Des millions de moustiques sont actuellement largués sur Hawaï. Pas de panique, il ne s'agit pas d'effrayer les voyageurs qui détestent les piqûres. Au contraire: si les chercheurs relâchent des moustiques au-dessus d'Hawaï, c'est dans l'idée, à long terme, de réduire considérablement leur nombre.
Car une extinction menace les oiseaux de l'archipel: des volatiles endémiques aux couleurs magnifiques disparaissent à vue d'œil des forêts. En cause: une maladie importée, le paludisme aviaire. Elle se transmet par des moustiques non-indigènes et contre lesquels les oiseaux n'ont pas développé de protection naturelle. Certains meurent après une seule piqûre. Sur les 50 espèces d'oiseaux fringillidés qui existaient autrefois, seules 17 existent encore à l'état sauvage.
Pour éviter l'extinction imminente d'autres espèces comme le kiwikiu ou le 'akeke'e, les scientifiques ont recours à une mesure qui semble peu conventionnelle: des lâchers de millions de moustiques mâles stériles au-dessus de certaines forêts. Leur but: réduire sur le long terme la population de ces insectes, et offrir ainsi une chance de survie aux volatiles.
Les moustiques en question proviennent de laboratoires. Il s'agit exclusivement de mâles qui ne piquent pas et qui sont infectés par une souche bactérienne appelée Wolbachia. Celle-ci les empêche de se reproduire avec des femelles sauvages, leurs œufs ne seront jamais fécondés.
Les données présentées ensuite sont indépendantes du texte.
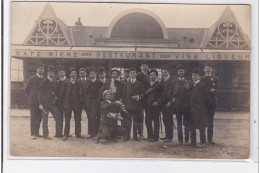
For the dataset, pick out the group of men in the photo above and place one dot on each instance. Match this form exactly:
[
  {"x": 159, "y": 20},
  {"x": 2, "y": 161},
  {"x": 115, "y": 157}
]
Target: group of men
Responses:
[{"x": 112, "y": 105}]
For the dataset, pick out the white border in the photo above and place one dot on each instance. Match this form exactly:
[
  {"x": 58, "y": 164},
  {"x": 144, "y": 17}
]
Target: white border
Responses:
[{"x": 151, "y": 165}]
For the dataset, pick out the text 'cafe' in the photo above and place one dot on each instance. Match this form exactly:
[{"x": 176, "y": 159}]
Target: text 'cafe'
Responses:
[{"x": 146, "y": 37}]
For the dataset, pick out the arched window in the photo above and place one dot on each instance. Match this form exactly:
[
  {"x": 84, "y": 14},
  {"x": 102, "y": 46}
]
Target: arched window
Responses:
[{"x": 137, "y": 26}]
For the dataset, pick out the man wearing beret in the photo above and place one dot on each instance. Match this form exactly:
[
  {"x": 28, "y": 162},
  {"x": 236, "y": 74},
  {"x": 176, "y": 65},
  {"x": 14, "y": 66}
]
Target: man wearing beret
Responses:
[
  {"x": 166, "y": 103},
  {"x": 59, "y": 87},
  {"x": 72, "y": 102},
  {"x": 179, "y": 95},
  {"x": 47, "y": 98},
  {"x": 212, "y": 83},
  {"x": 114, "y": 84},
  {"x": 92, "y": 103},
  {"x": 199, "y": 102},
  {"x": 152, "y": 112},
  {"x": 32, "y": 89},
  {"x": 132, "y": 96}
]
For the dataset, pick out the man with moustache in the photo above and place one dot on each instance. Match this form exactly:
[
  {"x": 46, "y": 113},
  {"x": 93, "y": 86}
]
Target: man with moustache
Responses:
[
  {"x": 114, "y": 85},
  {"x": 92, "y": 102},
  {"x": 179, "y": 96},
  {"x": 199, "y": 102},
  {"x": 59, "y": 88},
  {"x": 72, "y": 102},
  {"x": 152, "y": 112},
  {"x": 166, "y": 104},
  {"x": 47, "y": 98},
  {"x": 212, "y": 83},
  {"x": 32, "y": 89},
  {"x": 132, "y": 96}
]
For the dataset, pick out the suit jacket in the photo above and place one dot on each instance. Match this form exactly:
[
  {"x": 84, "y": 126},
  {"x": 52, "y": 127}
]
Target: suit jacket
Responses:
[
  {"x": 47, "y": 93},
  {"x": 60, "y": 91},
  {"x": 212, "y": 82},
  {"x": 165, "y": 86},
  {"x": 32, "y": 89},
  {"x": 72, "y": 94},
  {"x": 133, "y": 89},
  {"x": 178, "y": 92},
  {"x": 199, "y": 101},
  {"x": 119, "y": 89},
  {"x": 84, "y": 85}
]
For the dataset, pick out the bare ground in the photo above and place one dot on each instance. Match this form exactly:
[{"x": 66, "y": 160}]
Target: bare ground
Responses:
[{"x": 231, "y": 134}]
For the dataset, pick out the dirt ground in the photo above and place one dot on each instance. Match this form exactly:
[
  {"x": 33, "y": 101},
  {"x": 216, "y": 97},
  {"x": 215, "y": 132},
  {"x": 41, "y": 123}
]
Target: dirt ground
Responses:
[{"x": 231, "y": 134}]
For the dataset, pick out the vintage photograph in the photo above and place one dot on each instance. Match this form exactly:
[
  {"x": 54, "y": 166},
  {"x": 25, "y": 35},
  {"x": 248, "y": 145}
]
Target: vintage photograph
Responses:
[{"x": 129, "y": 80}]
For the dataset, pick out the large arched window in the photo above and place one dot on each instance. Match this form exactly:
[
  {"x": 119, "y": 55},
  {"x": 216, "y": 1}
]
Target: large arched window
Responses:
[{"x": 137, "y": 26}]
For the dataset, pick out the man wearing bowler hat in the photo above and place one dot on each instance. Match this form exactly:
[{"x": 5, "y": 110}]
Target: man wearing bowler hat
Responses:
[
  {"x": 59, "y": 88},
  {"x": 132, "y": 96},
  {"x": 212, "y": 83},
  {"x": 114, "y": 85},
  {"x": 32, "y": 89},
  {"x": 199, "y": 102},
  {"x": 179, "y": 95},
  {"x": 92, "y": 102},
  {"x": 47, "y": 98}
]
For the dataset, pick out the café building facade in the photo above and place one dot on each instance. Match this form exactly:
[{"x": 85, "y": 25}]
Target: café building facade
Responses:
[{"x": 138, "y": 35}]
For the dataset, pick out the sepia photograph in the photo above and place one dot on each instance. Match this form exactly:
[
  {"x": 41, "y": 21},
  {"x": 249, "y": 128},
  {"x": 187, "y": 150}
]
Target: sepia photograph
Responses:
[{"x": 129, "y": 80}]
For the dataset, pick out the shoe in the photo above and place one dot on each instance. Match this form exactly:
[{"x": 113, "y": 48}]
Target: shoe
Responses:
[
  {"x": 79, "y": 136},
  {"x": 64, "y": 138},
  {"x": 212, "y": 143},
  {"x": 33, "y": 137},
  {"x": 46, "y": 137},
  {"x": 167, "y": 140},
  {"x": 163, "y": 138}
]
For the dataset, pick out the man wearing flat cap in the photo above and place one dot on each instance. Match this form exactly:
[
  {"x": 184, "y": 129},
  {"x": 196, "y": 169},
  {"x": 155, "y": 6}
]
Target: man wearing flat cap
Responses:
[
  {"x": 114, "y": 84},
  {"x": 32, "y": 89},
  {"x": 47, "y": 98},
  {"x": 212, "y": 83},
  {"x": 132, "y": 96},
  {"x": 199, "y": 102},
  {"x": 59, "y": 88},
  {"x": 72, "y": 103},
  {"x": 179, "y": 96},
  {"x": 92, "y": 102}
]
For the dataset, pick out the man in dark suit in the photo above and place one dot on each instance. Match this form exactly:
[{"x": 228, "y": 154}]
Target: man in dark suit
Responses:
[
  {"x": 132, "y": 95},
  {"x": 144, "y": 78},
  {"x": 179, "y": 95},
  {"x": 199, "y": 101},
  {"x": 32, "y": 89},
  {"x": 114, "y": 84},
  {"x": 72, "y": 102},
  {"x": 166, "y": 104},
  {"x": 59, "y": 88},
  {"x": 152, "y": 112},
  {"x": 212, "y": 83},
  {"x": 92, "y": 102},
  {"x": 47, "y": 98}
]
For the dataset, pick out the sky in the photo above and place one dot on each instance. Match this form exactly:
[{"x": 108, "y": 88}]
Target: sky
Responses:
[{"x": 24, "y": 15}]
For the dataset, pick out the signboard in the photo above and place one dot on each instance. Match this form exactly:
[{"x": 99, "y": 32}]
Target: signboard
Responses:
[{"x": 124, "y": 55}]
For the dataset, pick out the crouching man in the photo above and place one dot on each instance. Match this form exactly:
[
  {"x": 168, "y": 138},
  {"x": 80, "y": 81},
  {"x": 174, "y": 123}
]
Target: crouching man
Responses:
[{"x": 110, "y": 123}]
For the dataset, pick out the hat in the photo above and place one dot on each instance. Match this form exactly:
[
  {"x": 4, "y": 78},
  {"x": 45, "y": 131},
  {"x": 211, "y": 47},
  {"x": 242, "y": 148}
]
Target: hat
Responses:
[
  {"x": 101, "y": 70},
  {"x": 115, "y": 69},
  {"x": 106, "y": 91},
  {"x": 153, "y": 70},
  {"x": 40, "y": 64},
  {"x": 60, "y": 68},
  {"x": 83, "y": 69},
  {"x": 72, "y": 69},
  {"x": 132, "y": 69},
  {"x": 208, "y": 64},
  {"x": 196, "y": 70},
  {"x": 51, "y": 68},
  {"x": 179, "y": 66}
]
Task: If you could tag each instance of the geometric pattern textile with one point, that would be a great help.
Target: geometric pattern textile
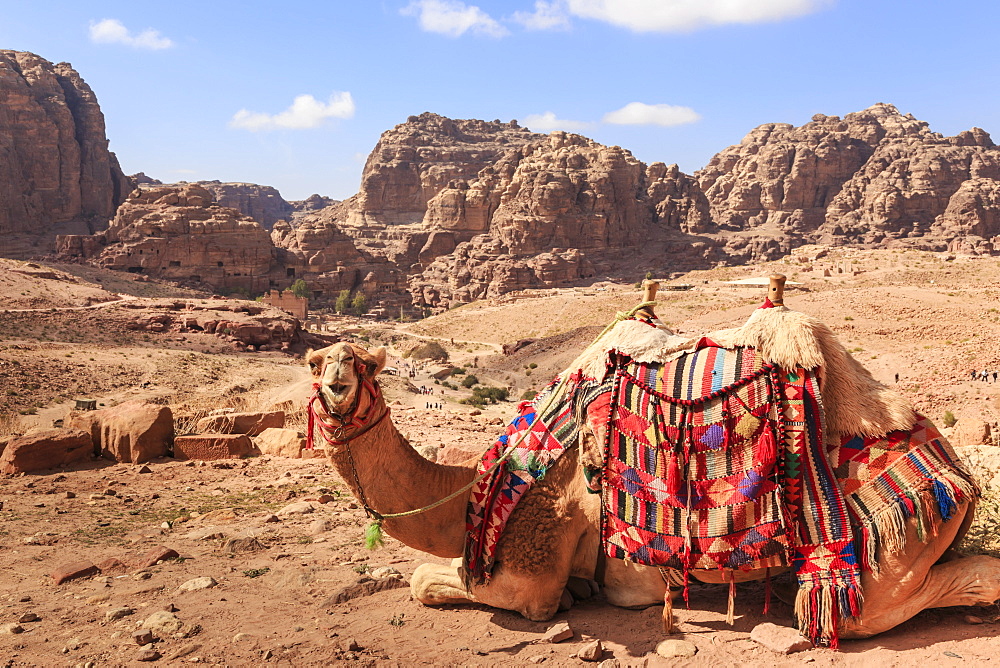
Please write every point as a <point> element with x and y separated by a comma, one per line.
<point>694,484</point>
<point>716,460</point>
<point>903,474</point>
<point>694,477</point>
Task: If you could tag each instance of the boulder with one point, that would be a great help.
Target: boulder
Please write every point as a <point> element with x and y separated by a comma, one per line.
<point>46,449</point>
<point>971,430</point>
<point>779,639</point>
<point>133,432</point>
<point>213,446</point>
<point>452,455</point>
<point>281,442</point>
<point>251,424</point>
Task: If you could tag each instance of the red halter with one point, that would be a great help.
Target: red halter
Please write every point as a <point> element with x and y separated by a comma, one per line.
<point>338,434</point>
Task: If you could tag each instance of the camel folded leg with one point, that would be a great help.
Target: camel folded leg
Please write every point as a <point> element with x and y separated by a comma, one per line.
<point>536,598</point>
<point>909,581</point>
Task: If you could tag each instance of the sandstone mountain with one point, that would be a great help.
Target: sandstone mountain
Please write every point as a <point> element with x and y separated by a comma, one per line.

La méthode, connue sous le nom de «Incompatible Insect Technique», a déjà fait ses preuves dans d'autres régions du globe pour lutter contre les insectes qui transmettent des maladies à l'homme - par exemple en Floride, en Californie ou en Chine. À Hawaï, elle sert désormais pour la première fois à protéger une espèce animale menacée.
Depuis le lancement du projet en novembre 2023, les chercheurs ont relâché plus de 40 millions d'individus au-dessus des îles de Maui et de Kauai. D'abord avec des hélicoptères, qui cèdent peu à peu leur place à de grands drones. Ceux-ci sont plus flexibles et plus sûrs, même s'ils peuvent transporter moins de moustiques. Ces derniers sont largués dans des petites capsules de cellulose biodégradables qui se décomposent lentement au sol.
La menace - en apparence naturelle - a en fait une cause humaine. En effet, à l'origine, il n'y avait pas de moustiques à Hawaï. Ce n'est qu'en 1826 qu'ils sont arrivés avec un baleinier, le climat chaud et humide a contribué à leur prolifération. On en trouve désormais huit espèces différentes sur l'archipel, dont deux particulièrement dangereuses pour l'avifaune locale: le moustique domestique du sud, qui transmet le paludisme aviaire, et le moustique-tigre asiatique, qui peut notamment propager la variole des oiseaux.
Jusqu'à présent, ces deux espèces vivaient surtout dans les régions basses et chaudes d'Hawaï. Mais les chercheurs craignent que le changement climatique ne réchauffe les hautes altitudes au point que les moustiques y prennent également pied - et que les derniers refuges des oiseaux disparaissent.